Anna at Dakota Women and I have been engaged in a discussion of the proposed WEA. Here is my last post on this topic, and here is Anna's recent reply. I think that our positions are reasonably clear, and that makes the discussion worth while. I have only a few things to add.
Anna seems to think that the ERA would have made the VMI case unnecessary. I think the opposite. The Virginia Military Institute's male-only would have had to be challenged on the grounds of the ERA as it was on the grounds of the 14th Amendment equal protection clause. As the outcome would have been the same, the VMI case cannot support the need for an equal rights amendment.

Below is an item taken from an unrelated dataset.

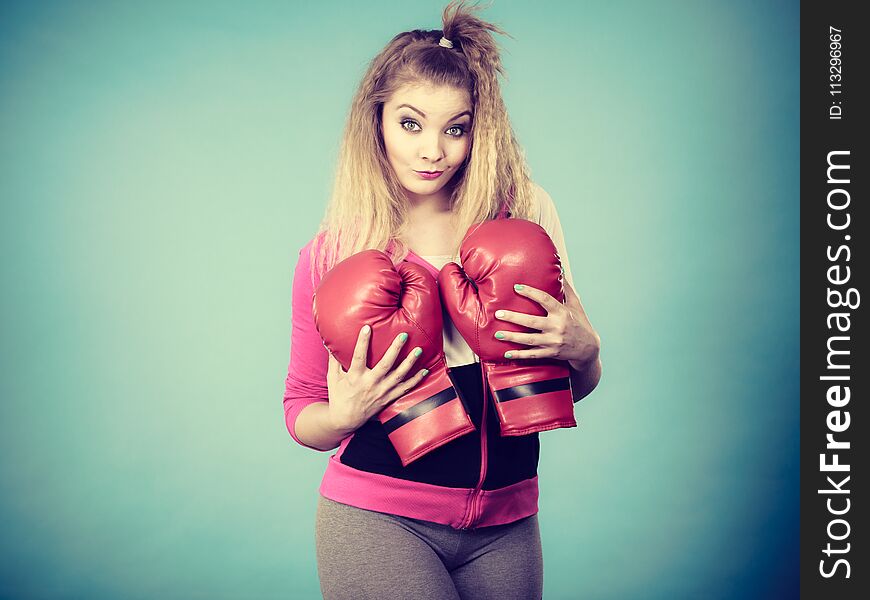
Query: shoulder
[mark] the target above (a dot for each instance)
(544, 208)
(304, 265)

Whether the Court uses a strict scrutiny standard in cases of sexual discrimination (or racial discrimination), or some less exacting standard, is not determined by what is in the Constitution, but by how the Court wants to apply what is in the Constitution. Likewise, the question of sexual equality, like the question of racial equality, etc., is settled as a matter of constitutional law. The only live questions are clearly policy questions, like Title IX issues of athletic funding. These questions will be settled by courts and Congress regardless of whether WEA is added to the Constitution.
Anna says this:
I am probably not the right person with whom to have this discussion, because to me the symbolic reasons for adding the WEA to the Constitution are enough for me to support it. I can't see any reason why the Constitution should not specifically state the fact that Equality of rights under the law shall not be denied or abridged by the United States or by any state on account of sex. This is personal to me and to a lot of other women.

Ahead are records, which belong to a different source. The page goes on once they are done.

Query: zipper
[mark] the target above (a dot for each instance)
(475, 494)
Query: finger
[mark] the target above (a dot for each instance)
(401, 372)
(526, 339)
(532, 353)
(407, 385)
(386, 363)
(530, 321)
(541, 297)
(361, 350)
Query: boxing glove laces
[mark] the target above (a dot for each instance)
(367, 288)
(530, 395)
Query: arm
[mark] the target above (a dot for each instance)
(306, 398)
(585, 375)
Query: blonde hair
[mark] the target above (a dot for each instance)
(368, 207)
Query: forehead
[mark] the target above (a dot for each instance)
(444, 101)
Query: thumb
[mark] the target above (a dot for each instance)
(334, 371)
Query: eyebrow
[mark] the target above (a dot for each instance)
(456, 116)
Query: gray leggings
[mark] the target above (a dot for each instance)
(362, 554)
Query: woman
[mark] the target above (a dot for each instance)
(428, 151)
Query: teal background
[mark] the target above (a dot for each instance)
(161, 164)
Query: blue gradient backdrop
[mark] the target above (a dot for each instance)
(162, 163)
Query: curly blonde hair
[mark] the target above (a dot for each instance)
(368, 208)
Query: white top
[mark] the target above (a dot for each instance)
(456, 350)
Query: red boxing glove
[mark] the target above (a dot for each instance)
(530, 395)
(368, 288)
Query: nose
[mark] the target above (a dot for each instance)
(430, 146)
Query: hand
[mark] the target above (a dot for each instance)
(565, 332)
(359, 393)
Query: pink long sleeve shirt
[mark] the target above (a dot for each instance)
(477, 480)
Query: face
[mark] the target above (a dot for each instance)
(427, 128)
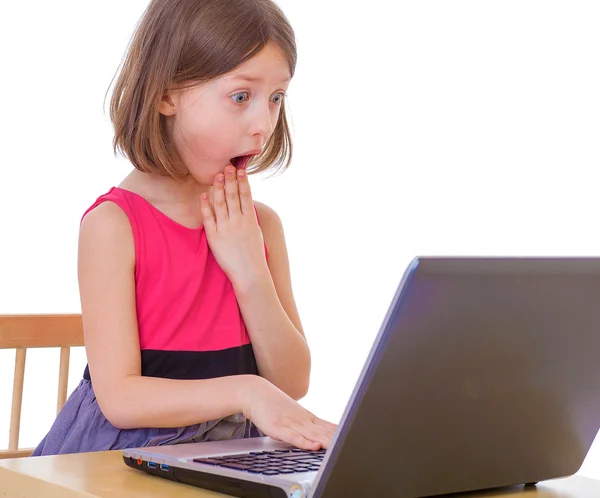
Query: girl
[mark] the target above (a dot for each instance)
(191, 329)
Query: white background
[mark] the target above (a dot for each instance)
(421, 128)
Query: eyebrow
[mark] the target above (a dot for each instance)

I think Anna is the right person for this discussion. I have no quarrel with her passion. I just don't think that "symbolic reasons" are sufficient for amending the founding document. It has been necessary several times to amend the Constitution to enlarge the franchise. We did so to abolish slavery, extend the right to vote and equal protection to freed men and women, to give women the right to vote. These were not symbolic additions, but extensions of clear and real powers. So far, no one has shown me what powers or privileges the WEA would extend. I haven't seen a single issue where the WEA would make a difference.

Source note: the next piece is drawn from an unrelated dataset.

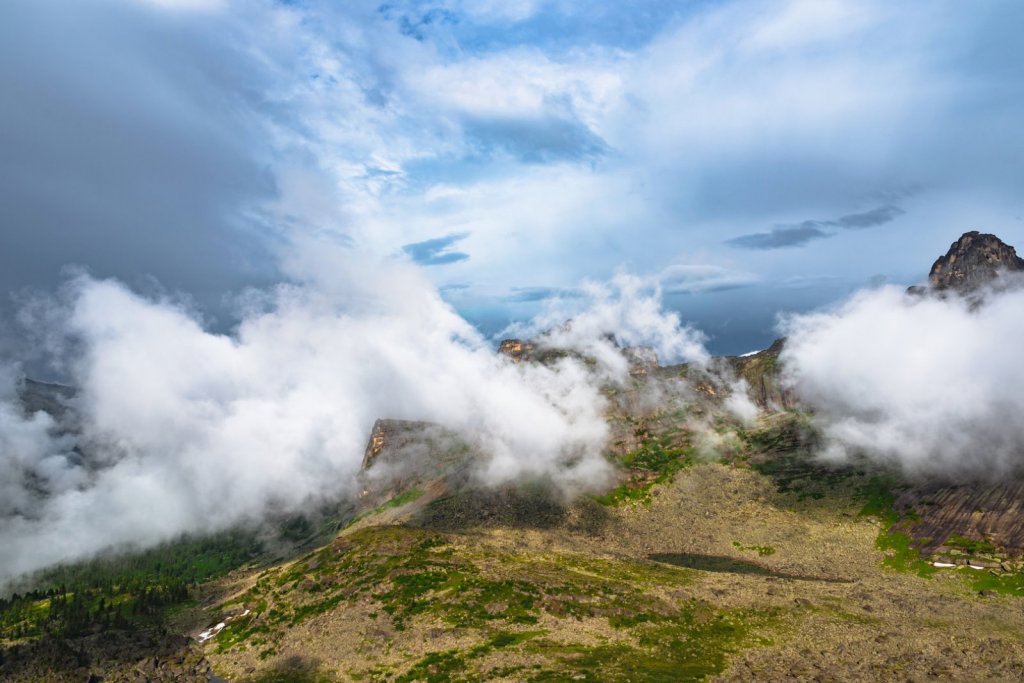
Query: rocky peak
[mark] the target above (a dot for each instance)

Do we need a specific statement regarding women? If so, then why not another for homosexuals? And while we are at it, why not the Irish?
On a second question, I did not urge Anna to be civil with me. I emphatically stated that she was being civil. I did complain of the ad hominem elements in her argument, and she defends them.
I think conservatives tend to believe the WEA will do big scary things that it really won't. Phyllis Schlafly thinks we'll all be peeing in the same bathrooms, Bob Ellis thinks this will open the door to same-sex marriage, and Ken Blanchard wonders if the WEA will remove the presumption of innocence from men in rape or sexual harassment cases. Prof. Blanchard's fear is without a doubt more reasonable, but I think the thought process that prompted the comment is not that different from Schlafly's or Ellis's. (I would like to point out here that I do not believe Blanchard, Schlafly, and Ellis have the same or even similar opinions of women or women's rights - but, again, all three of them seem to think "Good Heavens! Whatever will we do?" while most Americans are surprised the ERA wasn't passed the first time.)
Anna is taking some care to be fair to me here, and I cannot demand more. I think her posts are models of what political conversation among left and right ought to be like. I am convinced that Anna and I, and most Americans on both sides of the blue/red divide, agree about a lot more than we disagree about. I think women have exactly the same constitutional rights as men. The equal protection clause protects persons, not men or women as such.